Shoulder

Shoulder Contusions

Normal Anatomy

The shoulder joint is the second largest and most mobile joint in the human body and can be easily understood if divided into three layers. The first layer is the deepest layer made up of the bones that form the foundation. There are three bones consisting of the arm bone (humerus), the shoulder blade (scapula), and the collar bone (clavicle). There is a rounded head on top of the arm bone called the humeral head and a saucer shaped surface of the shoulder blade called the glenoid which complements the humeral head and together they form the shoulder joint. A layer of cartilage (blue area) covers the articular surfaces of the humeral head and glenoid to provide a cushioned surface which allows for smooth pain free shoulder motion. These three bones unite to form three joints, which are held together by the second layer which keeps the bones from separating during shoulder movement, allowing the bones to function as a unit.

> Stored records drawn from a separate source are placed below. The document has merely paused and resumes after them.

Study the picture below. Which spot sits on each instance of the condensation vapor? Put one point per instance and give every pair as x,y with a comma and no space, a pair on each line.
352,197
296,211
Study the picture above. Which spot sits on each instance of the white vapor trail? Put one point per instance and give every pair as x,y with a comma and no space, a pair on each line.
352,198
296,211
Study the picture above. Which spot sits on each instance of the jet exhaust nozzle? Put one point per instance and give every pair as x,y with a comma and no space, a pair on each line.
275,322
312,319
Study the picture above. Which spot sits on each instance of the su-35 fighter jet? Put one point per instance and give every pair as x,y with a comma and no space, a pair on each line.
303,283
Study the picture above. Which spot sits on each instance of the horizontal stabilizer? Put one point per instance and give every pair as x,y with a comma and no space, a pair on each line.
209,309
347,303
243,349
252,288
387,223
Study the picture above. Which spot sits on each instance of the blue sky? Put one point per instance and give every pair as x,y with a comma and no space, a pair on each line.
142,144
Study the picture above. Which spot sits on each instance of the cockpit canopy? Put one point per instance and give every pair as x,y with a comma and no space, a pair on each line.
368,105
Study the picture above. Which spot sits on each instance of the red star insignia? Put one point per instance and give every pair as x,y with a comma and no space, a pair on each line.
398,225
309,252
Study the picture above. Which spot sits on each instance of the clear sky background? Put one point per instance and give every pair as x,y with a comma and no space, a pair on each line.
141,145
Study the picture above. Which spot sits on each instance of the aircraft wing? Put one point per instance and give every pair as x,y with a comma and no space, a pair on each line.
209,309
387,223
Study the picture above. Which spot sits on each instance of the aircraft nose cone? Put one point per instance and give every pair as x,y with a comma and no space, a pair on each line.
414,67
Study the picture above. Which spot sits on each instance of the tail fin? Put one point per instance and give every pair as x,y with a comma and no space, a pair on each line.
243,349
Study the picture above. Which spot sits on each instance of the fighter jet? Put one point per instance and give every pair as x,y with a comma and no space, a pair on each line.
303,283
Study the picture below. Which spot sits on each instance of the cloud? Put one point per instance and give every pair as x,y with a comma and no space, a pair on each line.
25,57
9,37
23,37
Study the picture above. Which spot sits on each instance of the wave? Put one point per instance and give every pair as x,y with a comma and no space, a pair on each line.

The second layer is comprised of collagen tissue fibers that attach to the bones on both sides of the joint and form the joint capsule. Within the joint capsule, are dense cordlike collagen bundles that unite to form ligaments that in strategic locations further enhance the stability of the joint by resisting the forces created when we perform our routine daily activities.

The rim of the glenoid is encircled by a rubbery fibro-cartilage tissue called the labrum. The labrum is an anchor point for the ligaments of the shoulder capsule and the long head of the biceps tendon which attach to it creating a suction seal mechanism when the humeral head is in contact with the glenoid. This sealing mechanism adds another joint stabilizing effect. The three shoulder bones form there joints called the Glenohumeral (GH) joint, Acromioclavicular (AC) joint, and the sternoclavicular (SC) joint.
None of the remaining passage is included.